The one where Donkey Ball washes over you.

Wow. Let it wash over you for a minute. The perfect sport. There is nothing more to say. Not that that has ever stopped FaF before. This sport has the highest TRG rating of any sport ever, a 98 out of 100. What type of superalgoritmic statistical analysis did Daryl Morey and I invent to come up with the TRG score? Here is the dummy’s version (the real version is so beautiful and transcendent it would do this to you). Basketball starts with a baseline of 50. The donkeys are plus 30, naturally. It is played at a middle school. Plus 5. Plus 2 for the existence of corporations whose sole purpose is to rent the donkey athletes. Snowbirding donkeys gets another 3 points, although I’d undercut the shit out of them if I were an opposing donkey. Fuck you, snowbirders. Plus 5 for PETA’s opposition. The last 3 points is because insurance companies actually carry Donkey Ball liability policies. Only in America.
The universal dislike of PETA is interesting. Everyone agrees that there should be a (pun alert!) watchdog because animal abuse is a bad thing. But no one likes PETA or respects them. Are they a necessary evil? Do we need them on that wall? Or do they deserve ridicule and scorn because of all the stupid-ass publicity stunts they’ve pulled over the years? Oh wait, that was a great stunt. The point is, when I gave Donkey Ball 5 points for PETA drinking that Haterade (or is it called “H” now?), you all nodded silently.
In other news, The Ultimate Fighter finally pitted country against country to settle my grudge match with Wanks “Can’t Touch the Queen” MacGruber. Sadly, Brit Nick executed a jolly good high kick and knocked American Mark the fuck out. Next week, Wanks. Tally Ho: USA: 0 UK: 1.
Last “above the fold” item: you Blazers fans are too cute for words. Yesterday we posted a piece empirically proving that Joel Przybilla is a taller version of titty baby Matt Harpring, which should be self-evident to anyone not living in Oregon. Hey Joel, you’re a millionaire – buy a vowel for your last name so my spell check doesn’t keep breaking. Now, as this is the first time Portland has been in the playoffs since the Y2K bug it is understandable that there would be a backlash. It was very cute the way Blazernation politely disagreed with the points, and that you took the time to provide evidence to the contrary. You’re well behaved young men and your mothers should be proud. (On an unrelated note, here is what I did last night.) If we were playing the Jazz, FaF would have received death threats. But y’all didn’t even curse. I’d like to tussle Blazernation’s hair and give you a nice shiny nickel for some candy.
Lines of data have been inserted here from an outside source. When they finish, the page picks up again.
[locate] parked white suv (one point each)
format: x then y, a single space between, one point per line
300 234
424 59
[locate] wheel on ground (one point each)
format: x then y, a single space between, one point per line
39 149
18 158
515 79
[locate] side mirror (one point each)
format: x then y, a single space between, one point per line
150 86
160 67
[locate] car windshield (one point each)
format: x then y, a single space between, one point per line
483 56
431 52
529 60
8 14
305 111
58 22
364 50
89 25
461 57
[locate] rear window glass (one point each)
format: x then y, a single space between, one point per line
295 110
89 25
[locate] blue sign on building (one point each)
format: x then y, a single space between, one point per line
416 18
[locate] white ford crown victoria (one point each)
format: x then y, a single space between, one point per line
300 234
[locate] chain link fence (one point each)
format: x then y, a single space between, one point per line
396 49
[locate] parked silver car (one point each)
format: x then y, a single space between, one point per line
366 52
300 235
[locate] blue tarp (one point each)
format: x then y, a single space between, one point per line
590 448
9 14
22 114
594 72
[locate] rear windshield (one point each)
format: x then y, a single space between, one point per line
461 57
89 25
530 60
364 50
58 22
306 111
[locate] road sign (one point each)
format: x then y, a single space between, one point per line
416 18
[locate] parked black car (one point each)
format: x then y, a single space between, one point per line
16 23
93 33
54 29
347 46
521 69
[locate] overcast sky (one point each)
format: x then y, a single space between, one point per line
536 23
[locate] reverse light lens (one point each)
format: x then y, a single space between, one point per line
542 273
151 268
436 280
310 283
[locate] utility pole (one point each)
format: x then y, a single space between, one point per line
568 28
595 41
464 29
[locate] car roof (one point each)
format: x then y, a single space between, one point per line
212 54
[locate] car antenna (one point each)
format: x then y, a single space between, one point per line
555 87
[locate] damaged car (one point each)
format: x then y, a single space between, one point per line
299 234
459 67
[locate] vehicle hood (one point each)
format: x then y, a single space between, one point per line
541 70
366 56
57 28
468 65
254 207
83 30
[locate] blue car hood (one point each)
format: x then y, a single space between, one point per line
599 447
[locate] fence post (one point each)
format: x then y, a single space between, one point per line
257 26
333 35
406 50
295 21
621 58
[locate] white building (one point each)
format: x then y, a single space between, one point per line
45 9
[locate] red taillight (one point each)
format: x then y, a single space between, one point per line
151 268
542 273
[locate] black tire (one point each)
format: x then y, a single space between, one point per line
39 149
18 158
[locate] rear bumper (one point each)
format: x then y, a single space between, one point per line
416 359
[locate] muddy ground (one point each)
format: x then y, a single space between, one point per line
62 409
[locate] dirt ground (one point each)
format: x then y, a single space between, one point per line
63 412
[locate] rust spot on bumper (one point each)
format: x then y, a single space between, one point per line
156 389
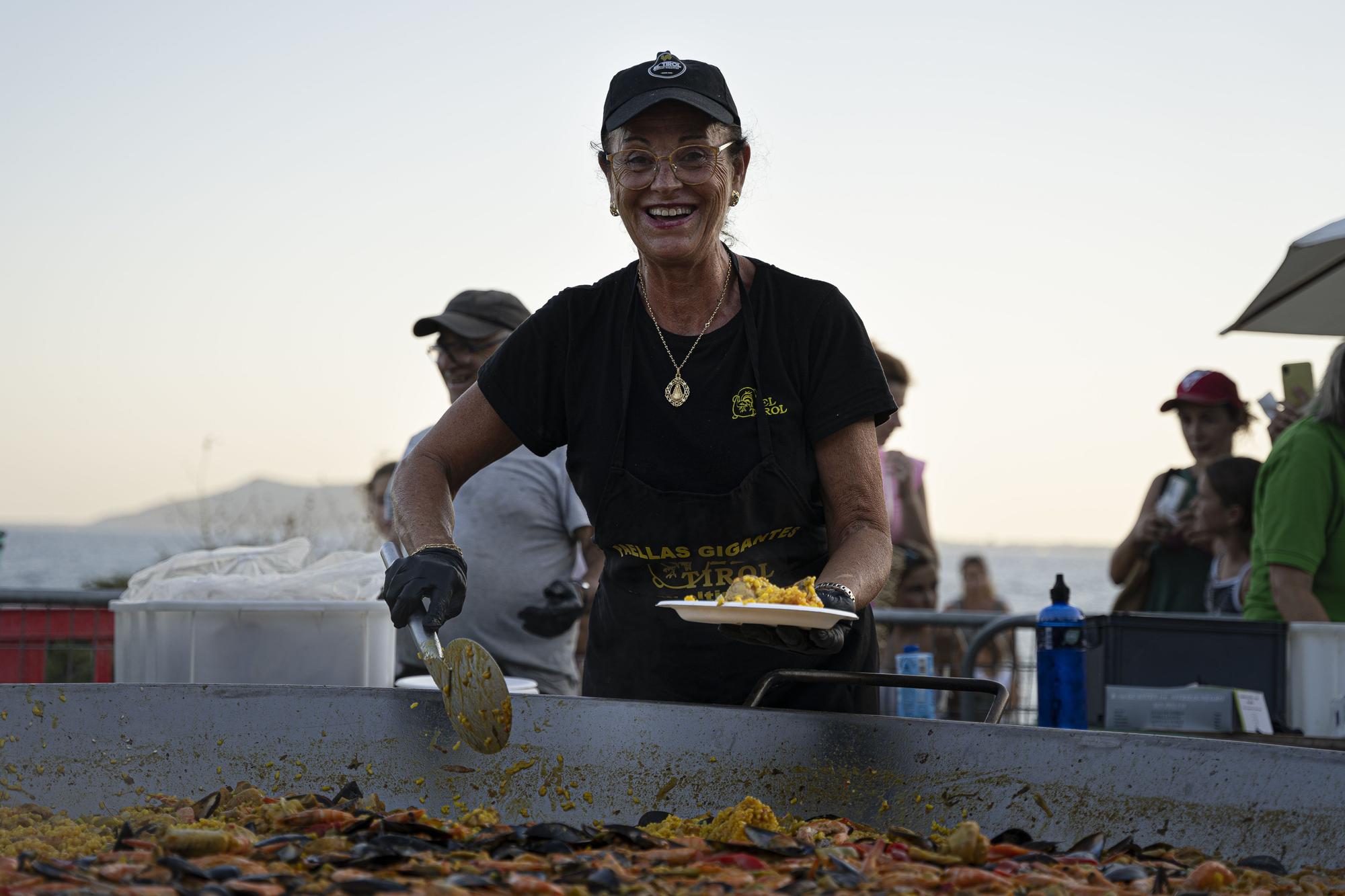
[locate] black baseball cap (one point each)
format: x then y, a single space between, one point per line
474 314
666 77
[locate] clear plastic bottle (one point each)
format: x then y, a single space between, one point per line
915 702
1062 700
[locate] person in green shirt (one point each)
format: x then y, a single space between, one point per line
1299 548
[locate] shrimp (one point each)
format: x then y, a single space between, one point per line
188 841
317 819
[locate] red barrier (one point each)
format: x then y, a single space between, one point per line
56 645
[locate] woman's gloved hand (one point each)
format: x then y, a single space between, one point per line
439 573
801 641
564 607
On to your H-Town Sports Updates.
Rockets – Next game is tomorrow evening, as opposed to the 2 am Western start times for games 1 and 2. On one hand, we split on the road. On the other, a lot of Houstonians are talking themselves into the virtues of T-Mac, much like a teenage girl talking herself back into her cheating boyfriend. I hate self-promotion (actually that’s the exact opposite of true), but in terms of the playoffs I told you so.
Comets – Still dead. If a tree falls in the forest, and if that tree had really big lips, it was probably Tree-na Thompson. And boom goes the dynamite. I’m not going to even link it because the market for that clip is saturated. Dropping knowledge bombz on u foolz.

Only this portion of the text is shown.